U moet voedsel bij de juiste temperatuur opslaan, bewaren, verhitten en terugkoelen. Dit controleert u met een digitale steekthermometer.
Bewaar voorverpakt en onverpakt voedsel op de juiste temperatuur
- U moet voedsel op een schone plek en bij de juiste temperatuur bewaren. Bijvoorbeeld in een koelkast, vriezer of warmhoudkast. Zorg dat de bewaarplek schoon is en op de juiste temperatuur. Controleer dit regelmatig met een digitale steekthermometer.
- Bij voorverpakt voedsel geldt het volgende:
- Op het etiket moet staan bij welke temperatuur u het product moet bewaren. Ontbreekt deze informatie? Bewaar het product dan bij een temperatuur van 7°C of lager. Of -18°C of lager als het een diepvriesproduct is.

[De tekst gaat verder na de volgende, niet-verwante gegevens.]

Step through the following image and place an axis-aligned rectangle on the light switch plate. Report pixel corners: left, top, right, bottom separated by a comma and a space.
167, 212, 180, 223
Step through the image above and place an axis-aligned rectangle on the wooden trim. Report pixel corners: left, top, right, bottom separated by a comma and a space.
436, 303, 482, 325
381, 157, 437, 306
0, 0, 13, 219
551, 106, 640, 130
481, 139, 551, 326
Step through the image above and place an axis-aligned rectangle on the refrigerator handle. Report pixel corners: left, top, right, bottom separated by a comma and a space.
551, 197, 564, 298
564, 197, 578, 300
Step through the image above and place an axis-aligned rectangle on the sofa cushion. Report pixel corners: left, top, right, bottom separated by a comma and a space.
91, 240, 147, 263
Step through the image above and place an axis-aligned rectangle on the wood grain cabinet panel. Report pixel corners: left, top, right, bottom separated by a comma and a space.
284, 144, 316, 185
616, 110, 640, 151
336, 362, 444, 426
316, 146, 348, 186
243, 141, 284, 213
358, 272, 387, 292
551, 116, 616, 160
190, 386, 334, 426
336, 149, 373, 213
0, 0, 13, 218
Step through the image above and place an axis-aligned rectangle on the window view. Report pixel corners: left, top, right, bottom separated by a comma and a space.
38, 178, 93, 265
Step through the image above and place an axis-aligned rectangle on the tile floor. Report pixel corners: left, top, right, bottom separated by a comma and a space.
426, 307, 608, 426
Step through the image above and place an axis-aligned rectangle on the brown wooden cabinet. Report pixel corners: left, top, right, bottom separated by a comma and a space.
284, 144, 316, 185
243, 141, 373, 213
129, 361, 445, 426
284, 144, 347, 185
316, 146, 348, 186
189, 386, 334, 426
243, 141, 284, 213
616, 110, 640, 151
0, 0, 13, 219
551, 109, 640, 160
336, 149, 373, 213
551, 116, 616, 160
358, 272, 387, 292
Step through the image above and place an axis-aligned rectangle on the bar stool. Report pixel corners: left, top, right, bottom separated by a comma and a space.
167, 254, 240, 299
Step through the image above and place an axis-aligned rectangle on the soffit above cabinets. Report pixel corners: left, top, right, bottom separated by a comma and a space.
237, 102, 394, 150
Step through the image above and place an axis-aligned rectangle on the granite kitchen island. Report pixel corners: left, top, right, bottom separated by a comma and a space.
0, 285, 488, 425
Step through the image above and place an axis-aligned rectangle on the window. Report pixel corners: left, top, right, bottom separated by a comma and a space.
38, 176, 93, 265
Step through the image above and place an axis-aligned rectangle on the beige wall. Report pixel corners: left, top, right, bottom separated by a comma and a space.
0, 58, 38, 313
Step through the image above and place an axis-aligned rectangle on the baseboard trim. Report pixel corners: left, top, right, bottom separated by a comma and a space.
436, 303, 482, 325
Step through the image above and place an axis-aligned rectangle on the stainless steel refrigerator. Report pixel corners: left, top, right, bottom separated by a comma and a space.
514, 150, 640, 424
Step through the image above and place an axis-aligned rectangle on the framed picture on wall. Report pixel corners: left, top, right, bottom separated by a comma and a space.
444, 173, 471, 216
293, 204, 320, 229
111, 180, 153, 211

- Verkoop het product niet als de houdbaarheidsdatum is verstreken. Op bederfelijke producten staat een uiterste consumeerdatum: te gebruiken tot (TGT). Op alle andere levensmiddelen staat de datum van minimale houdbaarheid: tenminste houdbaar tot (THT). De houdbaarheidsdatum geldt zolang de verpakking gesloten is. Op de verpakking moet ook staan hoe lang een geopende verpakking houdbaar is.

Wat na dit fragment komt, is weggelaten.